Segun Adelaja knows the industry. The day we met we ended up talking for a long time about the expansion of small brands like Berluti, their raw materials and supply chains. About what happens when a small company is bought out and how you manage quality in the midst of rapid expansion. His shoes are made by an ex-Berluti maker, so perhaps there is some bias there, but he freely admits to owning pairs himself – indeed to owning almost every brand of shoes.
It’s hard to stop talking to Segun (She-gun), actually.
And I suppose that theme runs though his shop and his products. He’s tucked away at the back of the Quadrant Arcade (off Regent Street), his shop is unpretentious – not to say sparse – and his website hasn’t been updated in quite a while. There’s nothing wrong with it, but the press articles are from 2002 and still reflect the time when he was more of a visiting tailor and shirtmaker. The Collections section has been “coming soon” for a long time.
Segun is more about word of mouth. Not that he’s understated in person, but such is the community of Nigerian (his native land), English and other customers from across Europe that he has never really explored marketing or the internet.
Although his origins are as a visiting tailor, today Segun is more of a host to an severely edited emporium. He is the only outlet for Lorenzo Villoresi (of Florence) fragrances in the UK. He is one of very few places that stock Gallo socks (Edward Green sometimes carries a couple of pairs). And he commissions his own designs in large holdalls from Swaine Adeney & Brigg.

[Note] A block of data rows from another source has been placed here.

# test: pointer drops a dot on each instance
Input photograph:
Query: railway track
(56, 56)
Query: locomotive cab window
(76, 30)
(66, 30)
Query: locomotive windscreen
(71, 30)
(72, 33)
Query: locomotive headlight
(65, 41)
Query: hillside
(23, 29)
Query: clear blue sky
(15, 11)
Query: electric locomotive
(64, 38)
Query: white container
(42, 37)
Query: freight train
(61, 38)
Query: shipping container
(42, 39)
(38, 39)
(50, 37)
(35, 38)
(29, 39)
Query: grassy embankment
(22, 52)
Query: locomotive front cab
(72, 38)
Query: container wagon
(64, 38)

Shirts, trousers and jackets, on the other hand, are made to his own designs in Italy. And I have to say it was the made-to-order nature of the trousers that grabbed my attention. They are beautifully made, with hand-sewn trouser curtain and notched waistband, as well as nice design touches like side straps in a variety of colours, widths and materials.
But most importantly, they are all adjusted free of charge. You can have the seat smaller or bigger, change the rise, alter the waist or the hips, as well as adjusting either the length or width of the legs. The legs are made deliberately wide so they can be taken in – I had mine adjusted from 28cm to 22cm across the bottom.
Segun has the eye of the tailor still, explaining to me how he thinks it necessary to lower the rise if a man has a large belly, or raise it if he has a large bum. And with the mind of a tailor it just seems unacceptable that someone would walk out with trousers that don’t fit him. The price, around £180, doesn’t change no matter what you want. Even ordering an entirely custom pair isn’t much more.
I was never sure where to get trousers before. It seems extravagant to have my tailor make them – the figuration is not difficult. But ready-to-wear trousers are too far the other way, never really fitting. This seems like a nice compromise.